I wrote about Buona Forchetta when it opened in Leucadia, and Amalfi feels like its sizable, multi-level cousin scaled up to feed a much larger crowd. It even has one of its signature pizza ovens, a custom Stefano Ferrara (sometimes referred to as the Ferrari of pizza ovens) built in Naples.
The wood-burning oven, covered in unmistakable golden tile, is designed to quickly cook a perfect pizza with temperatures ranging from 700 to 1,000 degrees. It’s thin-crusted, lightly charred, and offered with ingredients imported from places in Italy that only restaurateurs of this higher caliber know to source from.
Let’s segue into the team behind this high-performance, smooth-running Italian machine. Let’s start with the former executive chef of the Buona Forchetta group, chef Marcello Avitabile. Marcello’s longtime friend Joseph Serra is also a renowned pizza chef and part of the culinary team. Finally, general manager Giuseppe Annunziata and partner Emiliano Muslija round out this culinary dream team.
As mentioned, the space is enormous, with two levels, each with its distinctive feel and offering a full bar in addition to the dining options. The first level is a casual, covered outdoor dining area that can fit 200 who can enjoy the closeness of the lake. The menu in the lower outdoor space, in addition to the pizzas, includes sandwiches, burgers, and daily specials from Marcello.
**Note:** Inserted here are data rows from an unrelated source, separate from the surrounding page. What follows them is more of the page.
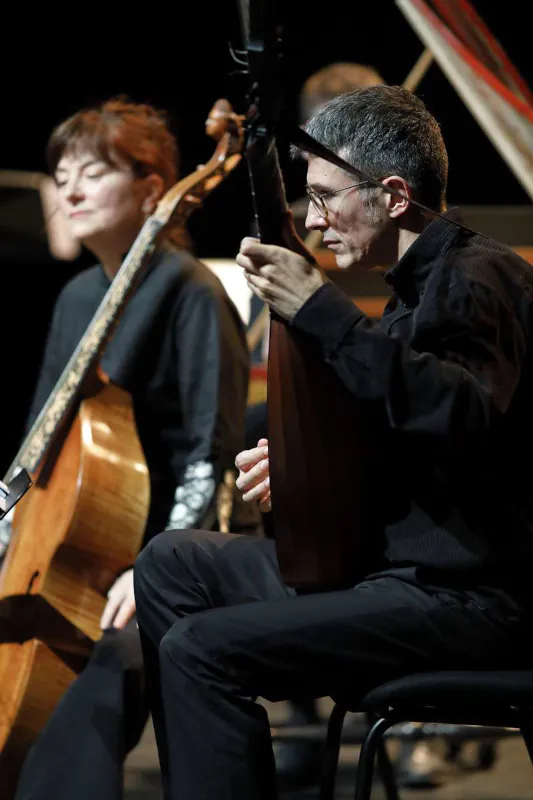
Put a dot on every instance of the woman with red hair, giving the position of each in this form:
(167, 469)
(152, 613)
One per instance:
(180, 351)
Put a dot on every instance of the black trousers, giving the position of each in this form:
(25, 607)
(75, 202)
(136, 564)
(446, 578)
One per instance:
(100, 718)
(219, 629)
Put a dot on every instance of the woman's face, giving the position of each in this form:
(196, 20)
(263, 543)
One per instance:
(104, 204)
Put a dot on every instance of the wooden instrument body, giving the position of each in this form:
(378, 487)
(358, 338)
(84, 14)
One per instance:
(319, 466)
(80, 526)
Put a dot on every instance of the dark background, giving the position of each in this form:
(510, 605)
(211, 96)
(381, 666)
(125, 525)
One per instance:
(177, 58)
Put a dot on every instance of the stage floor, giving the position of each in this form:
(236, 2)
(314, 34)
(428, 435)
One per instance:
(511, 778)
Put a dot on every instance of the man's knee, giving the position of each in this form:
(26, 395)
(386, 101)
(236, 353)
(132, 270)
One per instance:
(193, 641)
(119, 649)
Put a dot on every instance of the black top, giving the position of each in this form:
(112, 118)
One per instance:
(448, 373)
(180, 351)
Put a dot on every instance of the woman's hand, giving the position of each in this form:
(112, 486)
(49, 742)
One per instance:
(120, 606)
(254, 477)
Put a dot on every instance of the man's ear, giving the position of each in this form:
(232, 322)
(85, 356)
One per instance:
(396, 206)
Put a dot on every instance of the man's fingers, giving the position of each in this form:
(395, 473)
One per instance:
(110, 610)
(258, 491)
(248, 458)
(124, 613)
(246, 480)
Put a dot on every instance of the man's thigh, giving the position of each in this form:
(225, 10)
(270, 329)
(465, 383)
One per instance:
(321, 644)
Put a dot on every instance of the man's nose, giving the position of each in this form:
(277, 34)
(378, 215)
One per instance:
(314, 221)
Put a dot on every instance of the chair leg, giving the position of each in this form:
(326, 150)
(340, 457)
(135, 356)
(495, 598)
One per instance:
(365, 767)
(386, 771)
(331, 756)
(527, 735)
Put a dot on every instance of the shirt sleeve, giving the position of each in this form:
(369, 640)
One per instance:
(457, 373)
(51, 366)
(201, 350)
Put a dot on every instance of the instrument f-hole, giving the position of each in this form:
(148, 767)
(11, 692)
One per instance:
(32, 581)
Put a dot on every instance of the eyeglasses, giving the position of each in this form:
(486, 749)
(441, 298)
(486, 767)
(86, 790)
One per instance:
(318, 199)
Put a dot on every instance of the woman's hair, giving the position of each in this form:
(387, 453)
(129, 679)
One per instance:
(135, 132)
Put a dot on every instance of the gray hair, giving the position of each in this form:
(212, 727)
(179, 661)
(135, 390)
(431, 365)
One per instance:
(386, 130)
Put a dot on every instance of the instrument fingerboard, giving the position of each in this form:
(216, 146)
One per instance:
(66, 391)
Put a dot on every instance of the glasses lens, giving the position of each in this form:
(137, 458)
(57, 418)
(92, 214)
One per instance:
(317, 202)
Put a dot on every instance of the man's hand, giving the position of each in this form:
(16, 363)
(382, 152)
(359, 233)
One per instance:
(120, 606)
(279, 277)
(254, 480)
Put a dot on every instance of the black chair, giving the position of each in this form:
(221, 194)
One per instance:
(496, 699)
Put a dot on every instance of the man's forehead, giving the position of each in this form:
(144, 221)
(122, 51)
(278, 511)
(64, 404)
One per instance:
(324, 174)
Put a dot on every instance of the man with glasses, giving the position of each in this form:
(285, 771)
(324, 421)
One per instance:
(448, 376)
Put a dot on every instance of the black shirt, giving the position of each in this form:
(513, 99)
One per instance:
(180, 351)
(448, 372)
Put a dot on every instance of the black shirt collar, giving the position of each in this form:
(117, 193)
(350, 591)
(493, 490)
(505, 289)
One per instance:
(409, 274)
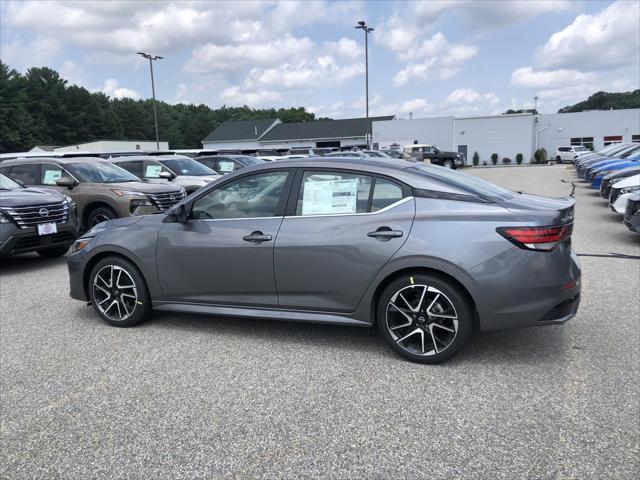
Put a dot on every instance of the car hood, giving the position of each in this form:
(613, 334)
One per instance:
(25, 197)
(143, 187)
(628, 182)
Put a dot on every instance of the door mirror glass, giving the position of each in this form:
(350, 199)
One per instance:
(257, 195)
(66, 182)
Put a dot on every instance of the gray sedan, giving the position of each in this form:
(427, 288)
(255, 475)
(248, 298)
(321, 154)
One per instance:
(426, 254)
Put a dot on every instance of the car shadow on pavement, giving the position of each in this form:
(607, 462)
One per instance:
(521, 346)
(27, 262)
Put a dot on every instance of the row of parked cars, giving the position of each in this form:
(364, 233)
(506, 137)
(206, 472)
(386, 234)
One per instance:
(615, 172)
(47, 201)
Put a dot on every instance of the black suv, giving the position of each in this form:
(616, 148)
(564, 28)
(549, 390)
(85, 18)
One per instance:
(422, 152)
(35, 219)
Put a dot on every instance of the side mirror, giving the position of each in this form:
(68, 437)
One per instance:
(179, 214)
(66, 182)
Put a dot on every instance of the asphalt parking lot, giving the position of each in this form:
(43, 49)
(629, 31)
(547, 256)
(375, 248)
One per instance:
(186, 396)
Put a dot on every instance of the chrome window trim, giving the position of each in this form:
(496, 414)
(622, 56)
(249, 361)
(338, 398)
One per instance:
(382, 210)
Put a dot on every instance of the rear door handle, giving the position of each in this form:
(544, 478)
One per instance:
(385, 233)
(257, 237)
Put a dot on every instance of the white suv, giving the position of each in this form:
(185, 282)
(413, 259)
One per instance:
(569, 154)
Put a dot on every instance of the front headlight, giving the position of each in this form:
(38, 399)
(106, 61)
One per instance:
(631, 189)
(80, 244)
(122, 193)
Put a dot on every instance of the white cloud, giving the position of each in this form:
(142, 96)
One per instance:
(608, 39)
(213, 58)
(237, 97)
(527, 77)
(22, 54)
(112, 89)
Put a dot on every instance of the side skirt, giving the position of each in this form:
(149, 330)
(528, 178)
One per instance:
(271, 314)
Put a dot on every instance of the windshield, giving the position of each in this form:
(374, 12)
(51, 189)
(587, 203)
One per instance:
(7, 184)
(471, 184)
(101, 172)
(186, 166)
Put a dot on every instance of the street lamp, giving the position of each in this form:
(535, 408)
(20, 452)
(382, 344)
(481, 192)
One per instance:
(153, 92)
(362, 25)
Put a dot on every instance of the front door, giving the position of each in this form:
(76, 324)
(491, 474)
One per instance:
(344, 227)
(224, 253)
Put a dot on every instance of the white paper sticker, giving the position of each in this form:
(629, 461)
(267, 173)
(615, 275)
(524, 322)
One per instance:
(330, 196)
(153, 171)
(50, 176)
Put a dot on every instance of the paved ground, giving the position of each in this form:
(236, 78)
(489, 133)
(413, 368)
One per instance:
(195, 397)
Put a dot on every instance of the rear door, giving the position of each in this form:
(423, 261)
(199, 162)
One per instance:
(341, 228)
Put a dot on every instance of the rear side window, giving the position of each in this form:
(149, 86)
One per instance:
(385, 193)
(327, 193)
(27, 174)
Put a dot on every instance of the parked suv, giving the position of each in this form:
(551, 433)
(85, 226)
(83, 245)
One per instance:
(101, 190)
(35, 219)
(569, 154)
(424, 152)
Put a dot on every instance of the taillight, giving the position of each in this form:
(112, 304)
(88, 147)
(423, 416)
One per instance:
(542, 239)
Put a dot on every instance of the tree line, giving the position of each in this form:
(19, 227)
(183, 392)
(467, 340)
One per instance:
(41, 108)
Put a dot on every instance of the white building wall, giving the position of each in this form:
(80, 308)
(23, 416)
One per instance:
(434, 131)
(506, 135)
(105, 146)
(560, 128)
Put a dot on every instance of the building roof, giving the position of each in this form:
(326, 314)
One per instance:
(348, 127)
(240, 130)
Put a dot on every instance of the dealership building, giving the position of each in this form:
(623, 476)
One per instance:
(506, 135)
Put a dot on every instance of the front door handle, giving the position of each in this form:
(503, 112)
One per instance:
(385, 233)
(257, 237)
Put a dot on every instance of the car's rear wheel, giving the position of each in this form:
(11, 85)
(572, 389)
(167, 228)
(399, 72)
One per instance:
(118, 292)
(99, 215)
(424, 318)
(53, 252)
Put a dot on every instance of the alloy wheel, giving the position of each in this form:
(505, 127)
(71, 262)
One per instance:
(115, 293)
(422, 320)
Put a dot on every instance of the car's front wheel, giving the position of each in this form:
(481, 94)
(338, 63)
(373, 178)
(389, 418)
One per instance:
(118, 292)
(424, 318)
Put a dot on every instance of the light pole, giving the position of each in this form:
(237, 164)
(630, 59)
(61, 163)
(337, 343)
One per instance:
(362, 25)
(153, 92)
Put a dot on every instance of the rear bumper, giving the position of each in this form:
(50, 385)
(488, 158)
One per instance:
(15, 240)
(525, 289)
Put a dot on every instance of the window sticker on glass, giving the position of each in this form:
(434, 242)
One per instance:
(153, 171)
(226, 166)
(330, 196)
(50, 176)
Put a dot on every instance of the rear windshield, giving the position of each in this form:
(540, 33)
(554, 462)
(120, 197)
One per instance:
(186, 166)
(472, 185)
(101, 172)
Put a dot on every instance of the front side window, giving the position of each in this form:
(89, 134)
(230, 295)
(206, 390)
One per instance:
(49, 174)
(27, 174)
(326, 193)
(256, 195)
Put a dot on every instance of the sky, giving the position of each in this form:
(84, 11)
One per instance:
(426, 59)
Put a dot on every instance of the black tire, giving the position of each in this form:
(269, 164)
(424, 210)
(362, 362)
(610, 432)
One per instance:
(99, 215)
(140, 309)
(451, 343)
(54, 252)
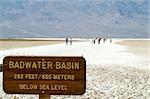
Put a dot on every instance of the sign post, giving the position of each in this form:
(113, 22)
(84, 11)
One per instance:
(41, 96)
(44, 75)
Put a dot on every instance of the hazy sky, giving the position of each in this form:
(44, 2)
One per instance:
(74, 18)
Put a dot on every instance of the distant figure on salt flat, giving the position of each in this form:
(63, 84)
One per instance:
(67, 41)
(94, 41)
(70, 41)
(99, 40)
(104, 40)
(110, 40)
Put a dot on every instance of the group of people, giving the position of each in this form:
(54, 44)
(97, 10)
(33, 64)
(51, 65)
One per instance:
(99, 40)
(68, 41)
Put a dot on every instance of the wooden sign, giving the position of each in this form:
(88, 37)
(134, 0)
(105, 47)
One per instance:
(44, 75)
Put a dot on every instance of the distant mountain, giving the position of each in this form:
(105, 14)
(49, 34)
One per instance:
(76, 18)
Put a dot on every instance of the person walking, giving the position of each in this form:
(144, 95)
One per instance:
(70, 41)
(99, 40)
(66, 41)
The second floor offers a more elegant, fine-dining atmosphere with 100 seats overlooking the lake. Again, the gold Stefano Ferrara oven is the focus, and the chef curates a more gourmet menu of homemade pasta and entrees.
As a huge fan and one-time grower of artichokes, they were the first thing that jumped off the menu at me. Carciofi All Romana is Amalfi’s pan-fried version and I loved it. Artichoke stalks, hearts and tender leaves are lightly pan-fried in olive oil and served on a bed of arugula and shards of Grana Padano, and the entire artichoke is edible.
The dish is so simple, but it’s incredibly delicious. Amalfi imports the artichokes from Civitavecchia, Rome, where artichokes are highly regarded.
Next was the Ragu Napoletano with ground beef and pork sausage with a San Marzano sauce. I loved this hearty and flavorful dish, which was suggested to be served with pappardelle. At Amalfi, eight pasta varieties are available to pair with 10 sauces.
It’s good to know that the culinary team grinds the beef in-house for the restaurant’s polpette (meatballs) before immersing them in a San Marzano sauce for hours resulting in heavenly balls of meat. And speaking of preparation, Amalfi takes two days to create its Bolognese, and we all know the best sauces take time.
The ribeye was offered on the Amalfi’s special menu, and we needed to offset our past carb load with my favorite cut of meat. The Ribeye Tagliata was 16oz and sliced to medium rare perfection, served with arugula salad, shaved parmesan cheese and lemon-marinated fresh artichokes. It was a flavorful piece of juicy protein and accomplished our goal of not overindulging in pasta, which would be easy to do at Amalfi…in the best possible way.
A serious bar also features cocktails, Italian wines and beer of all stripes. The Amalfi Spritz (Aperol, Solerno blood orange liqueur, Prosecco, soda water) was suggested for our next visit. I kept it simple with an Italian white by the glass.
We rounded out the memorable evening with a decadent dessert of Tiramisu that melted in our mouths.
Besides the fabulous food, the people-watching at Amalfi is also first-rate. There is a bar scene with a younger crowd and a restaurant that attracts folks of all ages. Unfortunately, it was packed on a recent Tuesday night, so I’m thinking weekends at Amalfi completely go off.
Either way, it’s worth a trip to this slice of coastal Italy in San Marcos.